Unfortunately, being aware of others who are in need does not always make us more appreciative for what we have — while it should, it often doesn’t. Being aware of people in the world who are suffering famine doesn’t seem to make us appreciate that we have plenty of food. Being aware of Christians in the world who are being persecuted for their faith doesn’t seem to make us appreciate that we have freedom of religion. Being aware of people in the world who have no family or friends doesn’t seem to make us appreciate that we have both.
Sadly, it seems, often the only thing that makes us appreciate something is having it removed from our own lives for a while. Think about it. When do you most appreciate the fact that you enjoy electricity and running water? I’m guessing, if you’re like me, that it’s after you’ve had one or the other unavailable for a while.

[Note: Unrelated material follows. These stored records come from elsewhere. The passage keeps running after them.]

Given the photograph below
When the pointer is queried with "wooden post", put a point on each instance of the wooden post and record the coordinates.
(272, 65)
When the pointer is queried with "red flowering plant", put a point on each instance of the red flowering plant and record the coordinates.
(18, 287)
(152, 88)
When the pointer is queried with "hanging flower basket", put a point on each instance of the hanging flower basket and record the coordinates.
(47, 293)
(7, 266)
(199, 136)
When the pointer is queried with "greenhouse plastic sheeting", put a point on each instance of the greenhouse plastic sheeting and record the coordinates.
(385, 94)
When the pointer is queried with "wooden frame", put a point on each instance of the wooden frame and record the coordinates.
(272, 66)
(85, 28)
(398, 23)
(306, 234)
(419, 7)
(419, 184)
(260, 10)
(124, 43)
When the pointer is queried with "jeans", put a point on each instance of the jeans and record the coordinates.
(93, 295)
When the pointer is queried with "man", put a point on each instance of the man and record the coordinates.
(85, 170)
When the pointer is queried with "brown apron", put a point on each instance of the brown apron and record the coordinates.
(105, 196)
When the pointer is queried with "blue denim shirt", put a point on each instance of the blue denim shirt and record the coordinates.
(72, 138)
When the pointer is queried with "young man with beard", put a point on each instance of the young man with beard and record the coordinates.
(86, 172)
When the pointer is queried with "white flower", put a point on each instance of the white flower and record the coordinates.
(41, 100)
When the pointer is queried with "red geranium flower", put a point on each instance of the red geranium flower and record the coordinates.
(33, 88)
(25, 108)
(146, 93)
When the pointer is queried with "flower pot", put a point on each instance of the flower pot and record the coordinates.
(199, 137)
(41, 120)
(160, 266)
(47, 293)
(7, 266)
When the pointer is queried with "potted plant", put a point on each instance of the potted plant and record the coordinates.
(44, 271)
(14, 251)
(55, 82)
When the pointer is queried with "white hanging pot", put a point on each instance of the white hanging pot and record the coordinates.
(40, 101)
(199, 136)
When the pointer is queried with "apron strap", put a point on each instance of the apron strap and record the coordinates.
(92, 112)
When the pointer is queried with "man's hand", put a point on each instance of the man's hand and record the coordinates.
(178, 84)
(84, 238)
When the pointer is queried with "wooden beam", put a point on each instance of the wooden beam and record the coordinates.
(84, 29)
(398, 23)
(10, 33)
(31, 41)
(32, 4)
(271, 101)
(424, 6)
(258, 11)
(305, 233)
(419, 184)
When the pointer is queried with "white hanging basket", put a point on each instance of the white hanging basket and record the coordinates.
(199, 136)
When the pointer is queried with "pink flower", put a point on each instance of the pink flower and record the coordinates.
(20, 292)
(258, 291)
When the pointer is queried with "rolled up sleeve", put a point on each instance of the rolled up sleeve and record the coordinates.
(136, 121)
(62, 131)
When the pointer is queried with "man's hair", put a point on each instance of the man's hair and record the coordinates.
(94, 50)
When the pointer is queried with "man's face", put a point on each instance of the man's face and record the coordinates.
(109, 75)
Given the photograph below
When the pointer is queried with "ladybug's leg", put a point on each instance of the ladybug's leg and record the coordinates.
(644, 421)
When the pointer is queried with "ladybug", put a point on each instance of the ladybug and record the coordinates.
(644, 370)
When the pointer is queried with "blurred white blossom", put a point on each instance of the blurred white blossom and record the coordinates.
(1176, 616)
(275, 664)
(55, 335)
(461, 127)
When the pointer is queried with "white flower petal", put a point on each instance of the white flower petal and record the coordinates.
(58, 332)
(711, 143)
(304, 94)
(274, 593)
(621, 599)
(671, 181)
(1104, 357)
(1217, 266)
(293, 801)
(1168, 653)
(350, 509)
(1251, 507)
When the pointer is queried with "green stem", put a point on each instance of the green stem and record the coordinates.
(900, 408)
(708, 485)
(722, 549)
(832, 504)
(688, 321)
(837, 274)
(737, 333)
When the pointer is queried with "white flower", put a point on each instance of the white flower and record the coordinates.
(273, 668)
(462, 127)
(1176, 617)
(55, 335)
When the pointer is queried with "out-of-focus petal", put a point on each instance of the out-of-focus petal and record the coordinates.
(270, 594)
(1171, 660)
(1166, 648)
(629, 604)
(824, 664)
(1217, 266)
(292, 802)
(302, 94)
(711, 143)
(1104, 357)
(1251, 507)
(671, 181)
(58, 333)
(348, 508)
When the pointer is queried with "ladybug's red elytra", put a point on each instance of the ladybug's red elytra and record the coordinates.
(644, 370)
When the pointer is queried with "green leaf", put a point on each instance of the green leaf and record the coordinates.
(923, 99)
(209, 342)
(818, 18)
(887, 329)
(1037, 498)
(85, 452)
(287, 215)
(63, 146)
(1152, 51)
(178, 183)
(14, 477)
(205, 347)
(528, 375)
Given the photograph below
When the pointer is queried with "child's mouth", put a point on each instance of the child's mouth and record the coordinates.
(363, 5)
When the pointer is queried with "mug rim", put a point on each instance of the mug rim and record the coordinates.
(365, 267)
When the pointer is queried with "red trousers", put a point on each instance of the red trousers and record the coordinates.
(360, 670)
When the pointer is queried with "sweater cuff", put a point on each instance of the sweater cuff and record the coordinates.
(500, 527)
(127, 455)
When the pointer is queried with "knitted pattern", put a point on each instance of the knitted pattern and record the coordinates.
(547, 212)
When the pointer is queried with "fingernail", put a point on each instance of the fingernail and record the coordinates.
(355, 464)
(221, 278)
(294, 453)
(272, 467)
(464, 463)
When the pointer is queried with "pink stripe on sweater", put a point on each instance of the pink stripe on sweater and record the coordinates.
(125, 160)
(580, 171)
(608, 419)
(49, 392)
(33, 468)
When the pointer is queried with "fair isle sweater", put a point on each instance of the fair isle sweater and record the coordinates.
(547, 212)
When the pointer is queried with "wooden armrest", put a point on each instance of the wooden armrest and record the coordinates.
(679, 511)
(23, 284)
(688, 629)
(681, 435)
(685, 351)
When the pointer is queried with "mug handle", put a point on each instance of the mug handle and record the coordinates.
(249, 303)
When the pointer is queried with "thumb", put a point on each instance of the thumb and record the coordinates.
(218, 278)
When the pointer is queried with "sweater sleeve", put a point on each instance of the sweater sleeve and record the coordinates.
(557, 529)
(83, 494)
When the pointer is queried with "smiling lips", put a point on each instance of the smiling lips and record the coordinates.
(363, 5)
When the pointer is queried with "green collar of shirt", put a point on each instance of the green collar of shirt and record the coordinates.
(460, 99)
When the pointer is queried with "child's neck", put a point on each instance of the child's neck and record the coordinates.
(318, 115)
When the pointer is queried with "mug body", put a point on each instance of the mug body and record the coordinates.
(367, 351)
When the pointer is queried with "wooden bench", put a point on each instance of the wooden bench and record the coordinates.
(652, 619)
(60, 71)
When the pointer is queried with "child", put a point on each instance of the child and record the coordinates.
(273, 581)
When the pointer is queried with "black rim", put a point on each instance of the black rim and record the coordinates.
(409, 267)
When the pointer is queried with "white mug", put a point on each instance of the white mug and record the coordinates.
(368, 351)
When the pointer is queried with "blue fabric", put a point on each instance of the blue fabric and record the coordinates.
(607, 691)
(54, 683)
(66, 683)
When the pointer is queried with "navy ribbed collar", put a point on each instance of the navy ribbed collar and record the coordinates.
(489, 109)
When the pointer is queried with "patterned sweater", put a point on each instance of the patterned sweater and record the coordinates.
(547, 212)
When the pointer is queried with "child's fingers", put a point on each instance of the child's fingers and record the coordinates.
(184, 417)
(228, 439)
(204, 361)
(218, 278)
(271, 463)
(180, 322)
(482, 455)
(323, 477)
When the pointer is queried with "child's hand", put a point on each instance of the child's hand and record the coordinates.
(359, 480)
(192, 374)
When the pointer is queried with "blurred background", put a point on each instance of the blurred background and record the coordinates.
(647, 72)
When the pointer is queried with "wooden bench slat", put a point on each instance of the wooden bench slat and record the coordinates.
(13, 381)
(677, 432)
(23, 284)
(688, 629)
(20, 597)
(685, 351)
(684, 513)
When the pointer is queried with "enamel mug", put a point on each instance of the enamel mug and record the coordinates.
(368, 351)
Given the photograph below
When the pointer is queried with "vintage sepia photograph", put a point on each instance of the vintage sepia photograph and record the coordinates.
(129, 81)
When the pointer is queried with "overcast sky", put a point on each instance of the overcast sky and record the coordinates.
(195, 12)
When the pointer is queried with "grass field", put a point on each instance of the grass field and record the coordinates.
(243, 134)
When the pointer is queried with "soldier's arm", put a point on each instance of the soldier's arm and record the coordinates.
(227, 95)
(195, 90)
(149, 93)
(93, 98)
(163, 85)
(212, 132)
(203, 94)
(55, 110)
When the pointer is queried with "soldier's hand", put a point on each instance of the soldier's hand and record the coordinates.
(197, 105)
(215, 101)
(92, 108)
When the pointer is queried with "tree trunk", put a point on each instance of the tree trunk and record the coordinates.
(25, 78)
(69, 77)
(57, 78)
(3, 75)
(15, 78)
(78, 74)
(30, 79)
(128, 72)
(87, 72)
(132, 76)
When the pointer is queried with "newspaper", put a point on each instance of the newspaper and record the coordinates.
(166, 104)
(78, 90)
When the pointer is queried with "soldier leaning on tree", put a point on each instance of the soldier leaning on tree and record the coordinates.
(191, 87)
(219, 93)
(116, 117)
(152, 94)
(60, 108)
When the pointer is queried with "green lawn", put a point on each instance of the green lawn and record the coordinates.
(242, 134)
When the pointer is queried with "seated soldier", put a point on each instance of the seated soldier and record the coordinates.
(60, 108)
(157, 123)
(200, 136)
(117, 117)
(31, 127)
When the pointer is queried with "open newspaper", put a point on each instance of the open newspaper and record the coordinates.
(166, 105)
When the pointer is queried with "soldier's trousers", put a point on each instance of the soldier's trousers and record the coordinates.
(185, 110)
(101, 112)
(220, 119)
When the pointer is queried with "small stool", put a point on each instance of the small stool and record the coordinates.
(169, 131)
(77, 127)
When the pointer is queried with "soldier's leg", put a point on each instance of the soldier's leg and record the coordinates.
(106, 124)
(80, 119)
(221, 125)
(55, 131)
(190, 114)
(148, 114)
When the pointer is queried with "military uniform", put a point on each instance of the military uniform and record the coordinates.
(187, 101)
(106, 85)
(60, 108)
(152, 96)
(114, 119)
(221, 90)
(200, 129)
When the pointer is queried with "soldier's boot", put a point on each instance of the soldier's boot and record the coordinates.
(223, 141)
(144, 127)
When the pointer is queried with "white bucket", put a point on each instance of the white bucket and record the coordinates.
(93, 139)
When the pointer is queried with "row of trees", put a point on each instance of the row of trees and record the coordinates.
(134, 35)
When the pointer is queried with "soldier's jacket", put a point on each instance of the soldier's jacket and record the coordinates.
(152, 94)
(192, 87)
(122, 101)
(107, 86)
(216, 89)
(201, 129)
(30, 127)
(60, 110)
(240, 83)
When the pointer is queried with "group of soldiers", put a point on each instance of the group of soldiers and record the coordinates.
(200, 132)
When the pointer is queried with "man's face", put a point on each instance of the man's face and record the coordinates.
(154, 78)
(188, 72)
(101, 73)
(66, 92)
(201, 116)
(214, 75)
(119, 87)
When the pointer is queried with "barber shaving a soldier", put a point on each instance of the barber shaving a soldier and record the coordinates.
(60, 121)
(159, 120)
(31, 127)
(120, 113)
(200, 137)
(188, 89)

In the prophets, God repeatedly rebuked his people for ignoring the needs of people all around them. Perhaps more than any other sin, the Israelites were guilty of a lack of compassion:
Woe to you … Who lie in beds of ivory, stretch out on your couches, eat lambs from the flock and calves from the midst of the stall … who drink wine from bowls, and anoint yourselves with the best ointments, but are not grieved for the affliction of Joseph (Amos 6:3-6 NKJV).
Open your eyes to the needs of those around you. Take advantage of opportunities to help those whom you can. And allow the needs of others to cause you to reflect on how blessed you are, and the responsibility you have to use what God has blessed you with in a way that will glorify Him.